Re: Congestion window or other reason?

"Talpey, Thomas" <Thomas.Talpey@xxxxxxxxxx> · Fri, 26 Sep 2008 17:24:00 -0400

At 04:33 PM 9/26/2008, Scott Atchley wrote:
>On Sep 26, 2008, at 4:08 PM, Talpey, Thomas wrote:
>
>> I'd love to hear more about RPCMX! What is it?
>
>It is based on the RPCRDMA code using MX. MX is Myricom's second- 
>generation zero-copy, kernel-bypass API (GM was the first). Unlike IB/ 
>iWarp, MX provides only a two-sided interface (send/recv) and is  
>closely modeled after MPI-1 semantics.

Ok, you've got my attention! Is the code visible somewhere btw?

>
>I wrote the MX ports for Lustre and PVFS2. I am finding this to be  
>more challenging than either of those.
>
>> The congestion window is all about the number of concurrent RPC  
>> requests,
>> and isn't dependent on the number of segments or even size of each  
>> message.
>> Congestion is a client-side thing, the server never delays its  
>> replies.
>
>Interesting.

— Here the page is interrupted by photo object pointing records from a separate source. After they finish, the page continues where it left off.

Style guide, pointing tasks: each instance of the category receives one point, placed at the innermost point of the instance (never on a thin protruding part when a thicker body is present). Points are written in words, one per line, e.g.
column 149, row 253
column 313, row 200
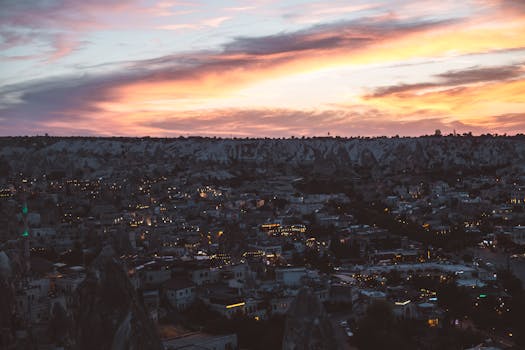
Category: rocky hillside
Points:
column 307, row 324
column 104, row 155
column 109, row 314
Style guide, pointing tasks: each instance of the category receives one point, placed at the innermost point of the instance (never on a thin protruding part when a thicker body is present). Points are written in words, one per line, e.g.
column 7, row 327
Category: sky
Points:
column 261, row 68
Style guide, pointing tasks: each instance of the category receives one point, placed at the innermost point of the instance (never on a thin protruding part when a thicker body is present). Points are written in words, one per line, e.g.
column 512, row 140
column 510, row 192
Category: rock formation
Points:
column 108, row 313
column 307, row 325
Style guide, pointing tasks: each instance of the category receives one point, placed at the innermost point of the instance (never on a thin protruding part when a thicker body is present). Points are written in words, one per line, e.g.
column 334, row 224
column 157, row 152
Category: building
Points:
column 180, row 293
column 199, row 341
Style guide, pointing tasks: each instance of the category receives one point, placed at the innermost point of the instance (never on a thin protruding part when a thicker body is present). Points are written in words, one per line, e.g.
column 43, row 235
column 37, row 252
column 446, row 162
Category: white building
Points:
column 180, row 293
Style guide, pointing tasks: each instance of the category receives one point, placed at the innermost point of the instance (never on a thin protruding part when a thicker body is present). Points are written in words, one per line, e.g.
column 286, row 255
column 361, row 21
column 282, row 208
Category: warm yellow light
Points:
column 235, row 305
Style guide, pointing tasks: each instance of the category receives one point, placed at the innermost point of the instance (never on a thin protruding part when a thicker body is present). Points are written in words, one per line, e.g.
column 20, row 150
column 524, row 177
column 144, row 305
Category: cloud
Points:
column 183, row 92
column 455, row 79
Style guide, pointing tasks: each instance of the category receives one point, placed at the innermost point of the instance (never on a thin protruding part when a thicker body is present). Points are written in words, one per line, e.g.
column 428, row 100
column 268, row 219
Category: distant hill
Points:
column 89, row 157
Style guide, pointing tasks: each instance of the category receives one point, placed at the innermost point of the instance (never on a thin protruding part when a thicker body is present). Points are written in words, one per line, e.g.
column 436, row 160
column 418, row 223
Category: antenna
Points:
column 25, row 233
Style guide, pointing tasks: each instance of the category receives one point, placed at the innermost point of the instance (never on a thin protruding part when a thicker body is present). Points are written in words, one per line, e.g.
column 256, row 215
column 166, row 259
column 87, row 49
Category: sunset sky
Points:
column 261, row 67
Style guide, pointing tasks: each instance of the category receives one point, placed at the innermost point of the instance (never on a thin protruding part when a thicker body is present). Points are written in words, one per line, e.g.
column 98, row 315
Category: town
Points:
column 299, row 243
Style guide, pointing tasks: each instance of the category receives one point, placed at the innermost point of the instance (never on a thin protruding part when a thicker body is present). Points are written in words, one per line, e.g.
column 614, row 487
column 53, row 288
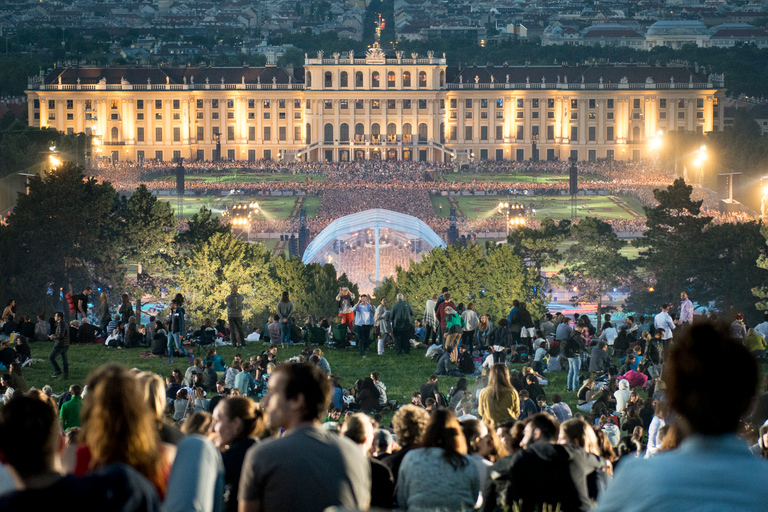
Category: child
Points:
column 419, row 331
column 274, row 329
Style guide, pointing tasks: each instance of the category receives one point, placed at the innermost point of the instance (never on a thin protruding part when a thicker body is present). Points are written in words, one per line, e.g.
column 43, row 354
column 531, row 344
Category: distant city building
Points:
column 671, row 34
column 378, row 106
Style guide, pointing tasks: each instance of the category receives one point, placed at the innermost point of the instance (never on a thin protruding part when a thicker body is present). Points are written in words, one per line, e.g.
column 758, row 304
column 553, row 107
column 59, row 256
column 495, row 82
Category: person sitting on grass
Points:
column 218, row 362
column 712, row 469
column 31, row 445
column 244, row 381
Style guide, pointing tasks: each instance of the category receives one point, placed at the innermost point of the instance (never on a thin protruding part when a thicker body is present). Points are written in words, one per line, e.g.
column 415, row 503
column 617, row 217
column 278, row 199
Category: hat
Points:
column 384, row 439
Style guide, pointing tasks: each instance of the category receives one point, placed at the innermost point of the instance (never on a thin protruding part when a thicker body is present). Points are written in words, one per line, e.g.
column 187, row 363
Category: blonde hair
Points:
column 578, row 432
column 118, row 426
column 154, row 393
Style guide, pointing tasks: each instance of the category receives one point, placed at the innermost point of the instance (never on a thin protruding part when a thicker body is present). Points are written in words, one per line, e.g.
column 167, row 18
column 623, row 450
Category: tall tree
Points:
column 594, row 262
column 60, row 237
column 724, row 273
column 492, row 278
column 220, row 262
column 539, row 246
column 669, row 247
column 201, row 227
column 761, row 291
column 148, row 230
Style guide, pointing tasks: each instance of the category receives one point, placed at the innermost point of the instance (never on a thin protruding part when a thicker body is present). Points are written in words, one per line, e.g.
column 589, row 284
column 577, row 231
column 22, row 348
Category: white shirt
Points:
column 686, row 311
column 609, row 335
column 762, row 329
column 664, row 321
column 470, row 320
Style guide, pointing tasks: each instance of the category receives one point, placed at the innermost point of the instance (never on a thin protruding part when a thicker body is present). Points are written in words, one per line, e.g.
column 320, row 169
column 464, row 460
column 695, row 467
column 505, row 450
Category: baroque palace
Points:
column 377, row 106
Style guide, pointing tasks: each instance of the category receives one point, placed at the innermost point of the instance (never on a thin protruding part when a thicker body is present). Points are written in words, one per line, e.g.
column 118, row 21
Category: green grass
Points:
column 511, row 177
column 437, row 202
column 311, row 203
column 277, row 207
column 402, row 374
column 557, row 207
column 241, row 177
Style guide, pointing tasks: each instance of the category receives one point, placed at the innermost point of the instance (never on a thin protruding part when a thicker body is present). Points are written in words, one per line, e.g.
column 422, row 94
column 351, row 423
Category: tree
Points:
column 220, row 262
column 594, row 263
column 492, row 278
column 312, row 287
column 148, row 230
column 724, row 273
column 761, row 291
column 61, row 237
column 670, row 248
column 202, row 226
column 538, row 247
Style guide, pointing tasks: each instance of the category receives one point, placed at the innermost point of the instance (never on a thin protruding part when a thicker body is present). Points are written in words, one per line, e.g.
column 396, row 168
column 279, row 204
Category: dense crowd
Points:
column 232, row 437
column 402, row 186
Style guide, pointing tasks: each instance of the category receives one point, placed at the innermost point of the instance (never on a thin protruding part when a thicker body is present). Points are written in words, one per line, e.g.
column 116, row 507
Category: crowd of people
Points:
column 406, row 187
column 216, row 437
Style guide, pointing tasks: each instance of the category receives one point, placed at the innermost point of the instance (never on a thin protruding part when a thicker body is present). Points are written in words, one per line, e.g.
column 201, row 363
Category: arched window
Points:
column 407, row 131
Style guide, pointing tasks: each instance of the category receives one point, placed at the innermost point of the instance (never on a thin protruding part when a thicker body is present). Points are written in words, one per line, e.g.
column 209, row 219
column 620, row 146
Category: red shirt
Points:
column 440, row 313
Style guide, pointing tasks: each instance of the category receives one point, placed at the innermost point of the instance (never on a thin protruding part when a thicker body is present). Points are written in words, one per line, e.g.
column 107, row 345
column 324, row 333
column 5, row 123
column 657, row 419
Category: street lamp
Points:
column 701, row 156
column 503, row 209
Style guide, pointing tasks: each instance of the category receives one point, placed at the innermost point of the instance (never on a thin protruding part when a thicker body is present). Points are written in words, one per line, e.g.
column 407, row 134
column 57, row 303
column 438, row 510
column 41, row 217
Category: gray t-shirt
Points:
column 234, row 302
column 332, row 471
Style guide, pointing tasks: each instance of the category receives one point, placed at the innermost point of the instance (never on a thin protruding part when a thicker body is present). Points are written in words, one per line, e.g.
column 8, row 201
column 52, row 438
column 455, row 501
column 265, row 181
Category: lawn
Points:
column 273, row 207
column 242, row 177
column 557, row 207
column 402, row 374
column 511, row 177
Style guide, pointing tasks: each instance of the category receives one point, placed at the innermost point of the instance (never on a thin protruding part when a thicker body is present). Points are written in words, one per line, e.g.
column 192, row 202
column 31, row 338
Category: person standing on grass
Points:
column 382, row 326
column 430, row 321
column 345, row 299
column 176, row 327
column 470, row 320
column 285, row 312
column 60, row 346
column 713, row 468
column 70, row 410
column 402, row 325
column 126, row 309
column 333, row 470
column 364, row 313
column 81, row 303
column 234, row 303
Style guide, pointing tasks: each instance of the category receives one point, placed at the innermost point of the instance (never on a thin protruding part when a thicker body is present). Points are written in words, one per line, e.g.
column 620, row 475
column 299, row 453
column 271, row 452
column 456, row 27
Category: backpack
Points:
column 568, row 347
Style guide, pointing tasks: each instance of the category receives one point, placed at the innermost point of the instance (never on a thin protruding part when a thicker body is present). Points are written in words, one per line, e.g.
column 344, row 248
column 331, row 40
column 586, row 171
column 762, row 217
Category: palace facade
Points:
column 377, row 107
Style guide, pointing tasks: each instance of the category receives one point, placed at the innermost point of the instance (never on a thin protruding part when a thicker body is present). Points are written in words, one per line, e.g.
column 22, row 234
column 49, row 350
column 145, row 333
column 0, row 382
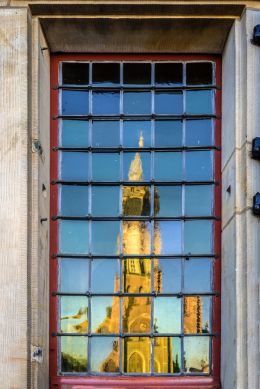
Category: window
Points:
column 135, row 231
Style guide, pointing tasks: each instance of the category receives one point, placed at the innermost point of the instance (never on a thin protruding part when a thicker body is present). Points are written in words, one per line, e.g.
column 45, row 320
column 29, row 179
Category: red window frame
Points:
column 91, row 382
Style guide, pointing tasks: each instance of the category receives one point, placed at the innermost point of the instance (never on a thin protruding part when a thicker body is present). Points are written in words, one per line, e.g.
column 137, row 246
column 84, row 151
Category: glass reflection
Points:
column 137, row 355
column 136, row 201
column 197, row 275
column 196, row 354
column 73, row 200
column 105, row 200
column 167, row 355
column 74, row 133
column 74, row 275
column 74, row 354
column 167, row 237
column 105, row 133
column 137, row 133
column 137, row 275
column 73, row 237
column 105, row 315
column 168, row 201
column 196, row 311
column 105, row 276
column 168, row 166
column 168, row 133
column 167, row 275
column 136, row 238
column 74, row 314
column 105, row 237
column 136, row 315
column 105, row 353
column 167, row 315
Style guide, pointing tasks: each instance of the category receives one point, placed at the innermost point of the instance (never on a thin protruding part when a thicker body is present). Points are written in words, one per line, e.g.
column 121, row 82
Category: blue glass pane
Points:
column 105, row 200
column 137, row 134
column 74, row 275
column 198, row 237
column 168, row 201
column 137, row 103
column 73, row 200
column 168, row 133
column 105, row 134
column 167, row 237
column 199, row 133
column 73, row 166
column 168, row 103
column 168, row 166
column 105, row 167
column 105, row 238
column 75, row 102
column 199, row 166
column 199, row 102
column 105, row 103
column 198, row 200
column 73, row 237
column 137, row 166
column 74, row 133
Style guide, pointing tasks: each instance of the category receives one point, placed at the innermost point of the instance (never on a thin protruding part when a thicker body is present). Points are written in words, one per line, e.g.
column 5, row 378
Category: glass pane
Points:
column 136, row 201
column 137, row 133
column 167, row 315
column 137, row 166
column 137, row 355
column 106, row 73
column 75, row 102
column 167, row 275
column 74, row 133
column 105, row 315
column 137, row 73
column 168, row 133
column 199, row 73
column 105, row 276
column 167, row 355
column 199, row 166
column 137, row 275
column 73, row 236
column 168, row 201
column 198, row 237
column 105, row 166
column 199, row 132
column 196, row 354
column 167, row 237
column 75, row 73
column 105, row 238
column 137, row 103
column 105, row 103
column 137, row 314
column 198, row 200
column 170, row 103
column 74, row 314
column 196, row 314
column 105, row 354
column 168, row 74
column 105, row 133
column 73, row 200
column 197, row 276
column 199, row 102
column 167, row 166
column 136, row 238
column 74, row 354
column 105, row 200
column 73, row 166
column 74, row 275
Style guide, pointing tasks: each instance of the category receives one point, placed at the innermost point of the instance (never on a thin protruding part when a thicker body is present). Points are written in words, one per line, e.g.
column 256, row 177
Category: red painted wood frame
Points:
column 91, row 382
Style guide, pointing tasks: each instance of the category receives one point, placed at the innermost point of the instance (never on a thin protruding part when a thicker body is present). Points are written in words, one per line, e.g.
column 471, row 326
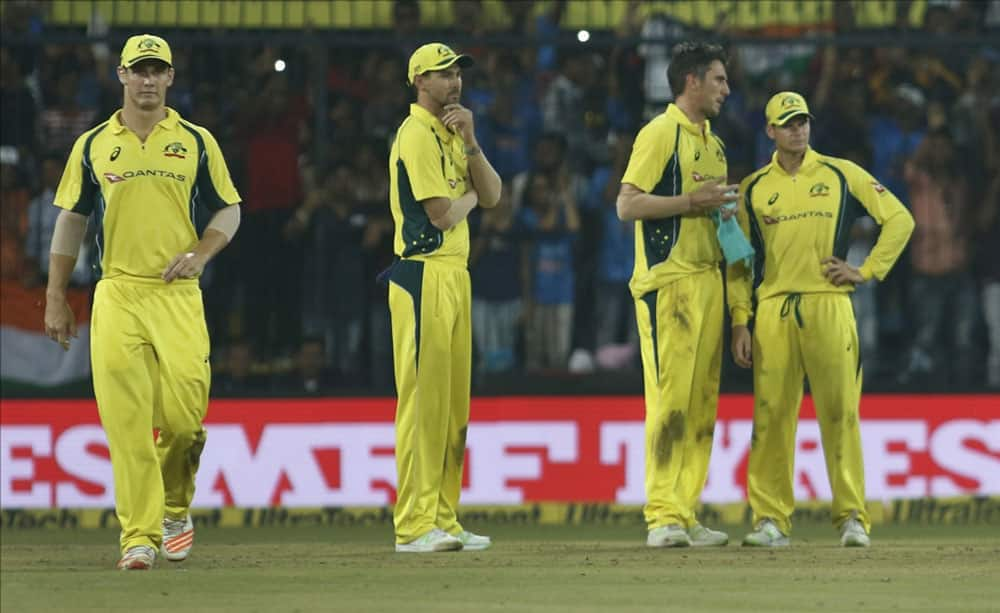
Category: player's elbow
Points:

The client does not have a global view, unfortunately,  
>and has no idea how busy the server is (i.e. how many other clients it  
>is servicing).

Correct, because the NFS protocol is not designed this way. However,
the server can manage clients via the RPCRDMA credit mechanism, by
allowing them to send more or less messages in response to its own
load.

>
>> The RPC/RDMA code uses the congestion window to manage its flow  
>> control
>> window with the server. There is a second, somewhat hidden congestion
>> window that the RDMA adapters use between one another for RDMA Read
>> requests, the IRD/ORD. But those aren't visible outside the lowest  
>> layer.
>
>Is this due to the fact that IB uses queue pairs (QP) and one peer  
>cannot send a message to another unless a slot is available in the QP?  
>If so, we do not have this limitation in MX (no QPs).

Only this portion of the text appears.